En septembre 2024, le marché immobilier français reste freiné par le coût du crédit et l’ajustement des prix, mais les situations divergent fortement selon la ville, le DPE du bien et la solidité financière de l’acquéreur.

Couple consultant un dossier devant un immeuble résidentiel dans un quartier urbain français à l’automne.
Couple consultant un dossier devant un immeuble résidentiel dans un quartier urbain français à l’automne.

Au 6 septembre 2024, le marché immobilier français est dans une phase de réajustement, non dans un mouvement uniforme. Après le choc provoqué par la remontée rapide des taux de crédit, le volume des projets a reculé et les vendeurs ont dû revenir à des prix compatibles avec le pouvoir d’achat des ménages. Mais la correction ne suit ni la même vitesse ni la même ampleur d’un territoire à l’autre.

Le marché se segmente surtout par la qualité réelle du bien. Un logement correctement valorisé, bien placé, sans défaut énergétique majeur et ne nécessitant pas de rénovation lourde conserve des acheteurs.

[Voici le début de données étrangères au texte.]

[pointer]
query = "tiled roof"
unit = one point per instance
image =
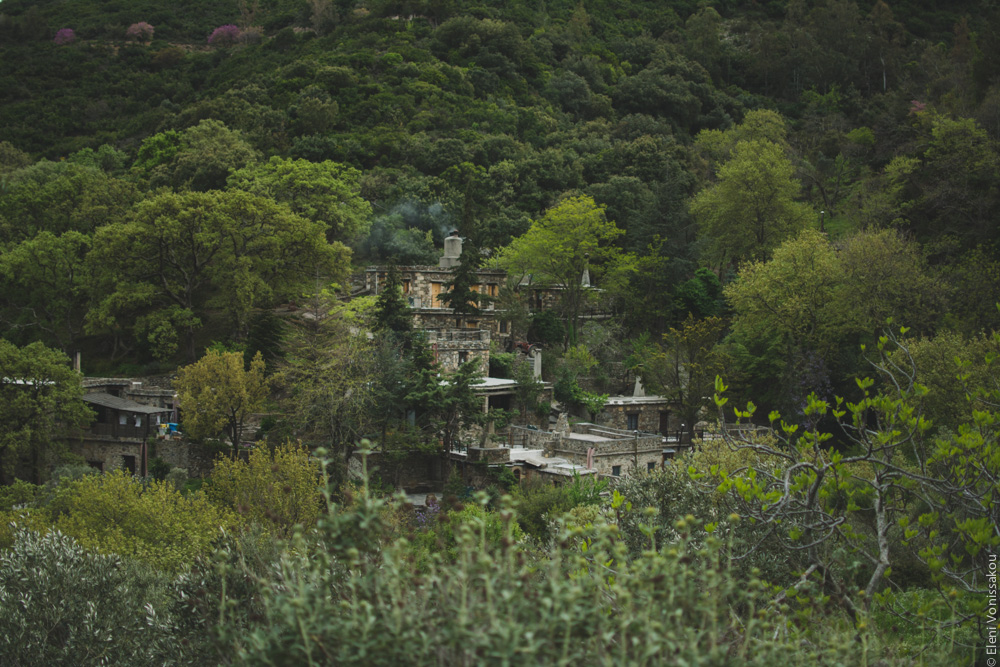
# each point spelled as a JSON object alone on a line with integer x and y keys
{"x": 116, "y": 403}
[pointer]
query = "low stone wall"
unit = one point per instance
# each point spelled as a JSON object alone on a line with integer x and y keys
{"x": 489, "y": 455}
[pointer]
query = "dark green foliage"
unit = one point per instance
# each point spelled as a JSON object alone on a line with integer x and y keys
{"x": 546, "y": 328}
{"x": 392, "y": 314}
{"x": 158, "y": 468}
{"x": 62, "y": 605}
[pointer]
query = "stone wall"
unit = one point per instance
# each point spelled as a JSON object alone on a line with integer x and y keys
{"x": 110, "y": 453}
{"x": 616, "y": 416}
{"x": 489, "y": 454}
{"x": 450, "y": 346}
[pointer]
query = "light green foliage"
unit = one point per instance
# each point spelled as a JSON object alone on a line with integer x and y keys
{"x": 115, "y": 514}
{"x": 39, "y": 402}
{"x": 571, "y": 236}
{"x": 279, "y": 489}
{"x": 887, "y": 277}
{"x": 491, "y": 602}
{"x": 61, "y": 604}
{"x": 61, "y": 196}
{"x": 684, "y": 366}
{"x": 45, "y": 286}
{"x": 799, "y": 295}
{"x": 218, "y": 394}
{"x": 326, "y": 192}
{"x": 752, "y": 207}
{"x": 939, "y": 362}
{"x": 229, "y": 250}
{"x": 758, "y": 125}
{"x": 198, "y": 158}
{"x": 892, "y": 481}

À l’inverse, une maison éloignée des services, un appartement mal distribué ou une passoire thermique peut rester longtemps en annonce si le prix ne tient pas compte du coût global des travaux et du financement.

Pour lire ce panorama, il faut distinguer quatre marchés qui se superposent : l’ancien, le neuf, la location et l’investissement. Ils subissent tous le crédit, mais pas avec la même intensité. Les règles de performance énergétique, le recul de la construction neuve et la raréfaction de l’offre locative ajoutent des tensions locales qui ne se lisent pas dans une moyenne nationale.

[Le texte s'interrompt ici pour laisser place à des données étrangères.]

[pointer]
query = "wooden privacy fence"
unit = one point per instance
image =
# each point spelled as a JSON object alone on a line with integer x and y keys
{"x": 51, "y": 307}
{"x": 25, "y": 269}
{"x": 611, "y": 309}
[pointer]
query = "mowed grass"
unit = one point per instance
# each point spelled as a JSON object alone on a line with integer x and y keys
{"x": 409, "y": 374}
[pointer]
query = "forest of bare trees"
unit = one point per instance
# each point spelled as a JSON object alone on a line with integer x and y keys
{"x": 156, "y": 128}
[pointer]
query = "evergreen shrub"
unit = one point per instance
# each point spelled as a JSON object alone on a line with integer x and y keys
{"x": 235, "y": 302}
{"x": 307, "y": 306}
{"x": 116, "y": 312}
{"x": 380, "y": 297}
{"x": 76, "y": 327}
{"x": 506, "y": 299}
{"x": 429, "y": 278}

Quel est le vrai état du marché immobilier en septembre 2024 ?

L’activité immobilière reste inférieure à celle des années de crédit très bon marché. Le premier frein est arithmétique : quand le taux augmente, une même mensualité finance un capital plus faible. La baisse des prix observée dans une partie du parc ne compense donc pas toujours la perte de capacité d’emprunt, en particulier dans les villes où les niveaux de prix étaient déjà élevés.

Le retour progressif de conditions de crédit moins dégradées améliore néanmoins la visibilité des ménages finançables. C’est un changement important : un acquéreur qui peut obtenir une simulation cohérente, sécuriser son apport et se positionner sur un bien correctement tarifé redevient actif. Cela ne signifie pas un retour immédiat à la fluidité des années précédentes. Les banques examinent toujours la stabilité des revenus, le reste à vivre, l’épargne disponible et le comportement bancaire.

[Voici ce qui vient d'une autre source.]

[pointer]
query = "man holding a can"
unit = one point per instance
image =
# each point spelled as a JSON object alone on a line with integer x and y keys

Le mot d’ordre est désormais la sélectivité. Les biens irréprochables ou rares peuvent susciter plusieurs visites et se négocier peu. Les autres se vendent, mais après une mise au prix plus réaliste ou une négociation qui intègre les défauts : mauvaise étiquette énergétique, charges de copropriété élevées, rénovation de toiture, ravalement à venir, nuisance sonore ou éloignement des transports.

Pourquoi le crédit reste-t-il le principal arbitre des prix ?

Dans l’ancien, le prix acceptable est directement lié à la mensualité que peut supporter l’acheteur. La banque retient en principe un taux d’endettement maximal de 35 %, assurance emprunteur comprise, et une durée de prêt qui ne dépasse généralement pas 25 ans. Des dérogations encadrées existent, notamment pour certains dossiers de résidence principale, mais elles ne constituent pas un droit. Ces règles et leurs modalités doivent être vérifiées à la date de la demande de prêt.

L’apport n’est pas seulement un avantage commercial. Il sert habituellement à couvrir au moins les frais d’acquisition, les frais de garantie et de dossier, voire une partie des travaux. Dans l’ancien, les droits et frais d’acquisition représentent souvent un montant proche de 7 % à 8 % du prix, selon le département et la composition de l’opération. Dans le neuf, ils sont généralement plus faibles, mais le prix d’achat et les délais de livraison imposent une analyse différente.

Les éléments qui déterminent le budget réellement finançable
ÉlémentCe qu’il modifiePoint de contrôleErreur fréquente
Revenus netsMensualité maximaleStabilité et régularitéRaisonner sur le brut
Assurance emprunteurTAEG et endettementGaranties et quotitéComparer le seul taux nominal
ApportMontant à emprunterFrais, épargne restanteVider toute l’épargne
Durée du prêtMensualité et coût totalLimite réglementaireAllonger sans chiffrer le coût
TravauxBesoin de financementDevis, calendrier, aidesLes sous-estimer
Charges récurrentesReste à vivreTaxe foncière, copropriétéLes oublier dans le budget

La comparaison des offres doit porter sur le TAEG, qui agrège notamment intérêts, assurance obligatoire, frais de dossier et coût de garantie lorsqu’ils sont connus. Vérifiez aussi le taux d’usure applicable à votre catégorie de prêt : il est publié périodiquement et peut évoluer. Un taux nominal attractif ne suffit pas si l’assurance est chère ou si les conditions de modulation et de remboursement anticipé sont défavorables.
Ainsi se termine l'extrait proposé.